On a marché sur Bangkok
|nanar à une étoile d’Olivier Baroux, 2013
Vous le savez, les navets, c’est ma grande passion. Sans doute pour compenser le fait que j’ai jamais pu en avaler un sans avoir envie de vomir malgré plusieurs tentatives. Enfin, sauf peut-être dans le couscous, quand il avait mariné avec l’agneau et les merguez pendant deux heures et qu’il avait fini par perdre son goût infect, là ça pouvait passer sans plaisir mais sans douleur, mais je sens que je m’égare, j’étais là pour parler cinéma.
Donc, les navets, j’aime ça au point de ne rater aucun Michael Bay, c’est dire.
Avec On a marché sur Bangkok, Olivier Baroux réunit tous les ingrédients pour réussir un grand navet. Reprenons : on a un scénario sans queue ni tête qui repose sur un présupposé absolument ridicule (un reporter du niveau d’une caricature de Bonaldi meurt à deux doigts de révéler un des plus grands secrets de la NASA, il laisse ses notes à son acolyte taillé façon Fred Courant dans vingt ans et l’envoie sauver la vérité avec une jusqu’auboutiste limite psychopathe), un scénario donc qui cumule des rebondissements criants de réalisme (ah c’est son père, vraiment ?) et qui vous colle deux pralines de guimauve à l’occasion (oh là là ces enfants sont trop gnons tout ça tout ça). On ajoute un montage aux abonnés absents, qui s’essouffle paradoxalement dans la première partie, choppe un semblant de rythme au milieu avant de vous laisser finir votre sieste au moment où la plupart des films grimpent en tension. On saupoudre d’une dose de direction d’acteurs aléatoire, entre deux scènes à peu près potables et huit passages où Merad montre que si, on peut jouer plus mal que dans Safari. On ajoute un directeur de la photographie qui semble avoir laissé sa caméra en automatique pendant 91 minutes (y’a un plan potable à un moment, quand même) et des clins d’œil lourdingues à un autre film pas léger (mais réussi, lui).
Mais.
Mais On a marché sur Bangkok n’est pas un vrai gros nanar qui tache. Moi, ma passion, c’est le navet macéré dans une sauce au soja à la japonaise, vous savez, celui qu’à trois mètres il vous file déjà des hauts-le-cœur et que, quand vous voyez un de vos profs se fourrer ça dans le gosier, votre premier réflexe est d’appeler le Vatican pour un exorcisme, mais pardon, je sens que je m’égare à nouveau.
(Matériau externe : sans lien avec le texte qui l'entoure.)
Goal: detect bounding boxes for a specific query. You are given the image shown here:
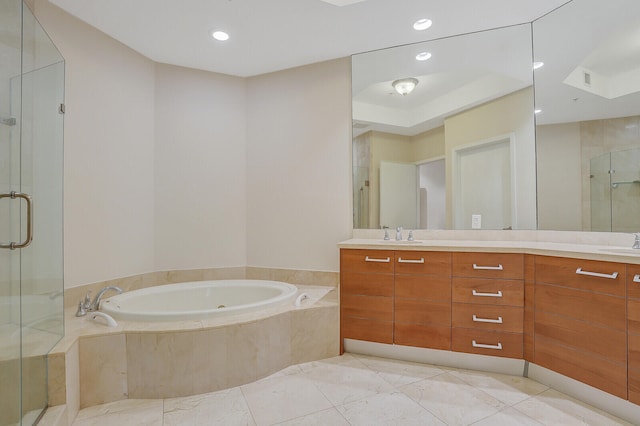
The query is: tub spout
[87,285,122,312]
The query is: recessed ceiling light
[211,31,229,41]
[413,18,433,31]
[416,52,431,61]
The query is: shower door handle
[0,191,33,250]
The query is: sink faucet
[76,286,122,317]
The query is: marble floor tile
[356,355,448,386]
[277,408,350,426]
[164,388,256,426]
[451,370,549,406]
[240,374,332,426]
[300,356,395,406]
[399,373,506,426]
[338,392,445,426]
[513,389,632,426]
[72,354,630,426]
[473,407,542,426]
[73,399,163,426]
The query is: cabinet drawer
[395,275,451,301]
[393,323,451,350]
[535,336,627,399]
[340,249,394,274]
[535,311,627,364]
[627,299,640,334]
[340,294,393,321]
[535,284,627,331]
[452,303,524,333]
[452,253,524,279]
[452,278,524,306]
[341,318,393,344]
[340,272,393,297]
[395,251,451,277]
[536,256,626,296]
[395,299,451,327]
[451,327,522,358]
[627,265,640,299]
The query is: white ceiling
[49,0,567,77]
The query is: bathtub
[100,280,298,321]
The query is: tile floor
[73,354,630,426]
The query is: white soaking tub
[100,280,298,321]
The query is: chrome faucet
[76,286,122,317]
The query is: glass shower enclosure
[0,0,64,426]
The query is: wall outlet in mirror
[471,214,482,229]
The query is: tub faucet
[88,285,122,311]
[76,286,122,317]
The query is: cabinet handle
[473,314,502,324]
[576,268,618,280]
[471,290,502,297]
[398,257,424,263]
[473,263,504,271]
[364,256,391,263]
[471,340,502,351]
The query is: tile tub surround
[49,285,339,421]
[64,266,340,308]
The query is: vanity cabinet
[627,265,640,404]
[451,253,524,358]
[393,251,451,350]
[340,249,395,353]
[534,256,627,399]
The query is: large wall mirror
[352,0,640,232]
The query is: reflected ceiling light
[211,31,229,41]
[413,18,433,31]
[416,52,431,61]
[391,78,418,96]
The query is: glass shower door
[0,0,64,426]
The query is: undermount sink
[600,249,640,256]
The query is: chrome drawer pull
[473,263,504,271]
[364,256,391,263]
[471,340,502,351]
[473,314,502,324]
[398,257,424,263]
[471,290,502,297]
[576,268,618,280]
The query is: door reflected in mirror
[352,24,536,229]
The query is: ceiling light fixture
[211,31,229,41]
[391,78,418,96]
[413,18,433,31]
[416,52,431,61]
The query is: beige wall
[35,0,154,287]
[155,64,247,270]
[247,58,352,271]
[445,88,536,229]
[536,123,582,231]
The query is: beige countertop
[338,238,640,264]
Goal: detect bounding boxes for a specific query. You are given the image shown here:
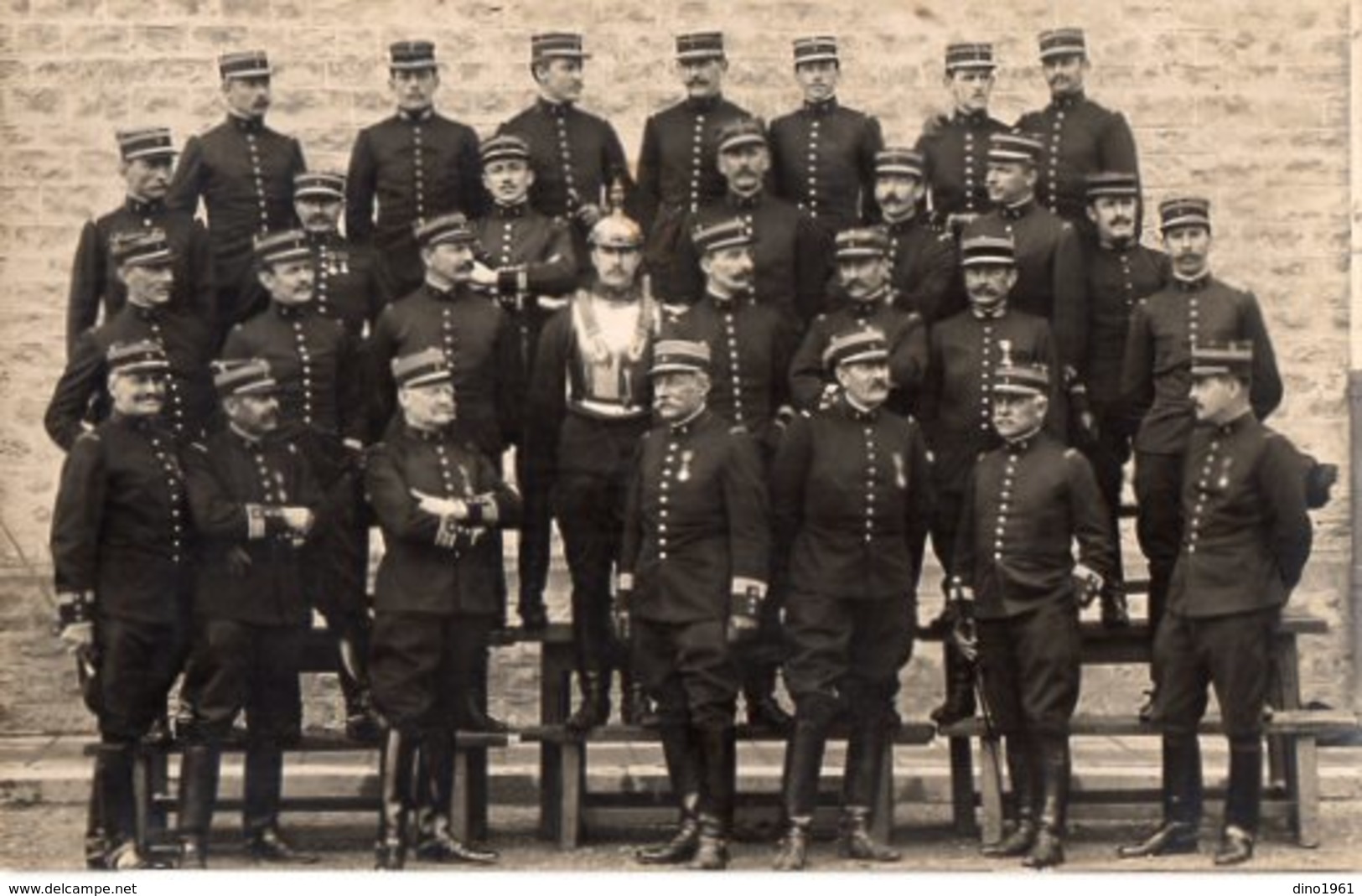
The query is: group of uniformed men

Ici, on a un navet cuit à la vapeur, qui pique un peu la langue mais n’a finalement pas vraiment de goût.
Là où Michael Bay, Roland Emmerich ou Stephen Sommers élèvent le nanar au rang d’art, c’est qu’il y ajoutent une fierté, une puissance, une prétention, un patriotisme dégoulinant de premier degré qui rendent leurs films puants en plus d’être nuls.
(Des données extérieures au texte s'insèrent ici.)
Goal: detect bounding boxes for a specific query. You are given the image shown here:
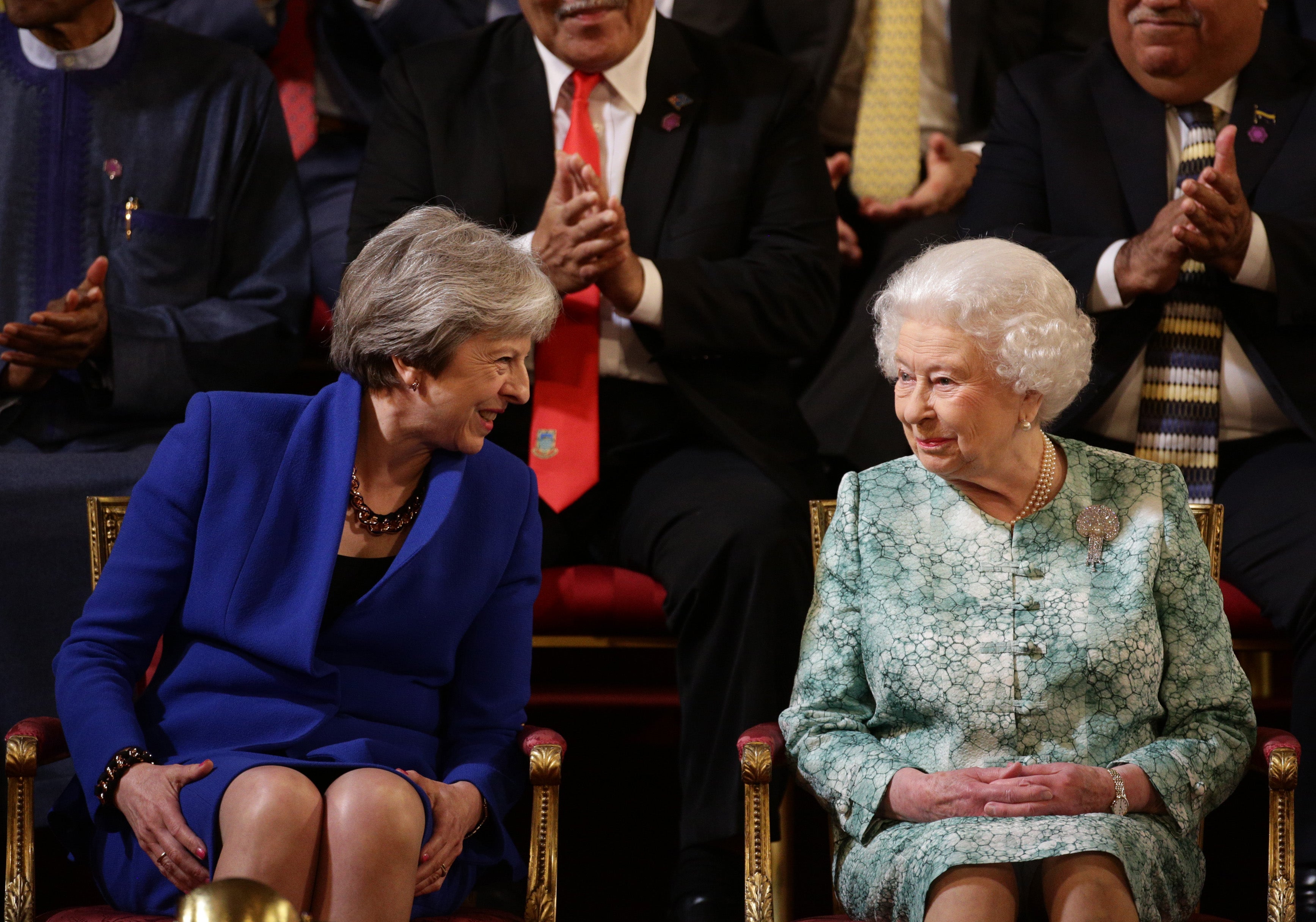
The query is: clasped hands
[0,257,109,392]
[826,132,980,266]
[530,151,645,313]
[1115,125,1252,301]
[880,762,1158,823]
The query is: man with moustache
[965,0,1316,918]
[349,0,837,921]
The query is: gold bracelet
[462,794,490,839]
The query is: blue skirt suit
[53,375,540,916]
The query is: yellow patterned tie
[850,0,922,204]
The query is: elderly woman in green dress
[782,239,1255,922]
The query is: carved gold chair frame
[4,496,563,922]
[741,500,1297,922]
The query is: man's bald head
[1109,0,1269,105]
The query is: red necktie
[530,71,601,512]
[266,0,319,160]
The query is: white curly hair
[871,237,1096,426]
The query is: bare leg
[312,768,425,922]
[215,765,324,910]
[1042,851,1139,922]
[922,864,1016,922]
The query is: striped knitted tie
[1134,103,1225,502]
[850,0,922,205]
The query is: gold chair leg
[525,745,562,922]
[1266,746,1297,922]
[773,784,795,922]
[741,742,773,922]
[4,737,37,922]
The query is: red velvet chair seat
[1220,580,1283,641]
[534,564,667,637]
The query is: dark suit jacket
[963,26,1316,435]
[671,0,867,110]
[349,16,837,497]
[950,0,1109,143]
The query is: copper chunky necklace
[1011,435,1055,525]
[349,467,425,534]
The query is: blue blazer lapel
[224,375,363,673]
[1091,41,1170,233]
[362,451,466,601]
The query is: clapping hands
[530,151,645,313]
[1115,125,1252,300]
[0,257,109,392]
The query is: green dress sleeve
[1113,464,1257,836]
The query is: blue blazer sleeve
[55,393,212,815]
[438,472,542,863]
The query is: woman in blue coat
[55,208,558,922]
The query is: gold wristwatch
[1106,768,1129,817]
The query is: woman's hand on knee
[115,759,215,893]
[399,770,484,896]
[882,763,1053,823]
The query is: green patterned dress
[782,438,1255,922]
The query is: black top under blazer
[963,24,1316,437]
[347,16,838,500]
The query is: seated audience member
[351,0,835,919]
[782,239,1255,922]
[790,0,1107,468]
[654,0,853,108]
[55,208,559,922]
[0,0,308,451]
[124,0,485,309]
[963,0,1316,905]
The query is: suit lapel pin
[1248,105,1275,145]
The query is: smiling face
[895,320,1041,481]
[1108,0,1267,105]
[410,334,530,455]
[521,0,654,74]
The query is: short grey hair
[873,237,1096,426]
[329,207,562,390]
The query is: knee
[220,765,324,830]
[924,864,1019,922]
[1042,851,1137,922]
[325,768,425,843]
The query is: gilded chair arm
[516,723,567,755]
[736,722,786,922]
[517,726,567,922]
[1252,728,1303,922]
[4,717,68,777]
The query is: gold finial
[177,877,303,922]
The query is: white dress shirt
[517,7,667,384]
[1087,78,1294,442]
[19,3,124,71]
Or, Kad et O n’ont jamais fait dans ce genre. Ils font dans le facile, dans le lourd, dans l’indigeste, bien sûr, mais on a envie de leur pardonner, comme on pardonne à un enfant de trois ans de faire des scénarios où une maman Playmobil en plastique orange convainc un tyrannosaure Jurassic Park en plastique vert de bouffer le navet de la dînette en plastique blanc. C’est niais, mais c’est ouvertement niais, c’est facile mais ça prétend pas être fin, c’est lourd mais ça ne fait pas semblant d’être léger.
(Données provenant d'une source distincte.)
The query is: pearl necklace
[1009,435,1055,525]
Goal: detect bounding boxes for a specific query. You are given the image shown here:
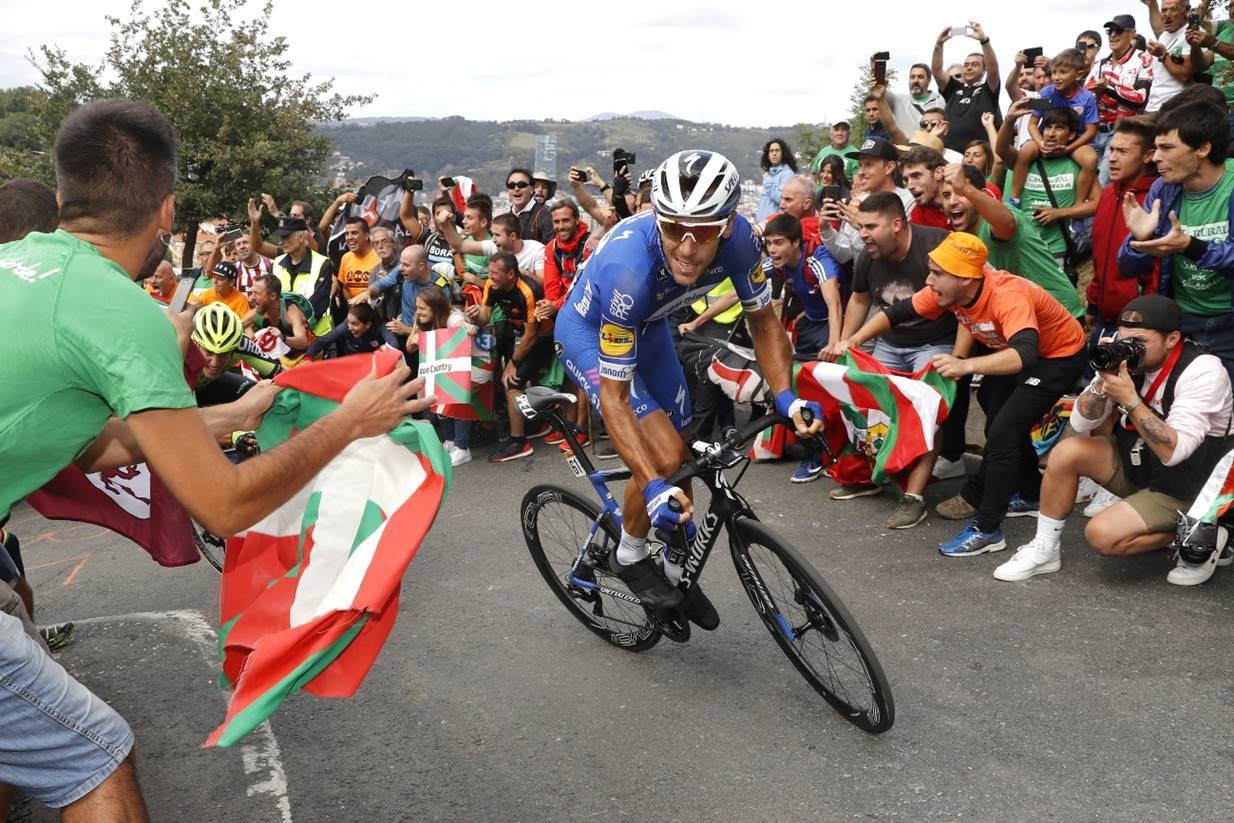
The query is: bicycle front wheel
[518,485,660,651]
[731,519,896,734]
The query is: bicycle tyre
[729,518,896,734]
[518,485,661,651]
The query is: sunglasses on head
[655,217,728,246]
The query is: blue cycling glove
[775,389,823,429]
[643,478,694,538]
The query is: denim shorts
[0,613,133,808]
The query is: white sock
[1037,513,1066,549]
[617,529,647,566]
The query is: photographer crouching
[995,295,1230,586]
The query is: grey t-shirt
[853,225,955,348]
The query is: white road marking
[73,608,292,823]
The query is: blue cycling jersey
[561,211,771,381]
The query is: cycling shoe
[608,552,684,610]
[681,584,719,632]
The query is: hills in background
[323,111,826,192]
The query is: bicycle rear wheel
[729,519,896,734]
[518,485,660,651]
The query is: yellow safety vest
[690,278,742,326]
[274,249,333,337]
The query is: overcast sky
[0,0,1214,127]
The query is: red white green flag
[206,349,450,746]
[796,349,955,484]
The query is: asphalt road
[11,434,1234,823]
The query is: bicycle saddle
[516,386,578,420]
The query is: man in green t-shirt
[0,100,431,821]
[995,97,1101,270]
[811,120,858,183]
[943,163,1083,317]
[1118,101,1234,379]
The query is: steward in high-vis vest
[274,217,334,336]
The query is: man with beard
[0,100,432,821]
[823,193,964,528]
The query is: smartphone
[167,275,197,313]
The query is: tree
[31,0,373,228]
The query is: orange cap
[929,232,990,278]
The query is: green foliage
[323,117,826,191]
[27,0,371,225]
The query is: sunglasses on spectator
[655,217,728,246]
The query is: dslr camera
[613,148,638,174]
[1088,337,1145,371]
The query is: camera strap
[1033,158,1080,265]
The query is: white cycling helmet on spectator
[652,149,742,220]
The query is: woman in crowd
[754,137,797,222]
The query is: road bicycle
[518,386,896,734]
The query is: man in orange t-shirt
[850,232,1087,558]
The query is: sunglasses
[655,217,728,246]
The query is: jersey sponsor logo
[600,323,634,357]
[600,360,634,383]
[608,289,634,320]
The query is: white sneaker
[932,457,967,480]
[995,537,1062,582]
[1083,489,1122,517]
[1076,478,1101,503]
[1165,526,1234,586]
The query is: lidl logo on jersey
[600,323,634,357]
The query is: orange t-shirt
[194,289,249,317]
[913,269,1085,358]
[338,248,381,300]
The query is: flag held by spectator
[26,463,201,566]
[206,350,450,746]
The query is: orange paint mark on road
[26,552,94,586]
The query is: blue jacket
[754,164,795,221]
[1118,170,1234,311]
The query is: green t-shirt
[977,209,1083,317]
[1172,168,1234,316]
[1003,157,1080,254]
[0,231,194,517]
[811,143,858,185]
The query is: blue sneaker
[790,455,823,482]
[1007,494,1041,517]
[938,521,1007,558]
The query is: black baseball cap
[844,137,900,160]
[274,217,309,237]
[1118,295,1182,334]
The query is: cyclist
[193,302,283,406]
[557,151,822,628]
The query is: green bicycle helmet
[193,302,244,354]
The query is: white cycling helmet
[652,149,742,217]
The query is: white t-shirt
[480,241,544,279]
[1144,26,1191,114]
[1071,354,1232,466]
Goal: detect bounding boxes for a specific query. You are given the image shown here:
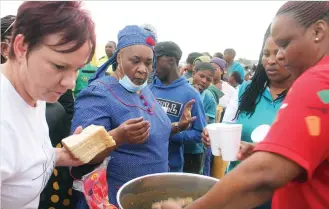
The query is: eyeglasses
[1,20,16,36]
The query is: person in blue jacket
[204,23,293,209]
[72,25,194,209]
[150,41,206,172]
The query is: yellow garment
[90,53,98,67]
[97,55,113,74]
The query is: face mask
[115,55,147,93]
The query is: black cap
[154,41,182,60]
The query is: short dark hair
[9,1,96,62]
[186,52,203,64]
[276,1,329,28]
[224,48,236,58]
[194,62,215,73]
[231,71,243,84]
[213,52,224,59]
[235,25,271,118]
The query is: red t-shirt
[255,56,329,209]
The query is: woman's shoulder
[238,80,251,97]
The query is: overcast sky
[0,1,284,60]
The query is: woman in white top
[210,57,236,107]
[0,1,95,209]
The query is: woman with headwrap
[163,1,329,209]
[72,25,195,209]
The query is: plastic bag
[73,157,118,209]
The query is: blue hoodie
[150,76,206,172]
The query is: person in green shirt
[97,41,117,74]
[73,63,97,98]
[224,49,244,81]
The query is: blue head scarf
[89,25,155,83]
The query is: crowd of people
[0,1,329,209]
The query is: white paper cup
[251,124,271,143]
[207,123,242,161]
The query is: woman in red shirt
[162,1,329,209]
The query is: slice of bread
[62,125,116,163]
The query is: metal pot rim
[116,172,219,209]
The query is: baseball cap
[154,41,182,60]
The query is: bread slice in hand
[62,125,115,163]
Du coup, c’est tout con, mais on s’attend tellement à ce que ça soit nul qu’il suffit d’une paire de vannes sorties un peu naturellement (genre celle sur Florence Arthaud) pour faire sourire et, finalement, ne pas passer un si mauvais moment. Et voilà comment on arrive à ce paradoxe : une comédie pas drôle qui évite la bulle parce qu’elle est juste pas drôle, alors qu’on s’attendait à pleurer de rage.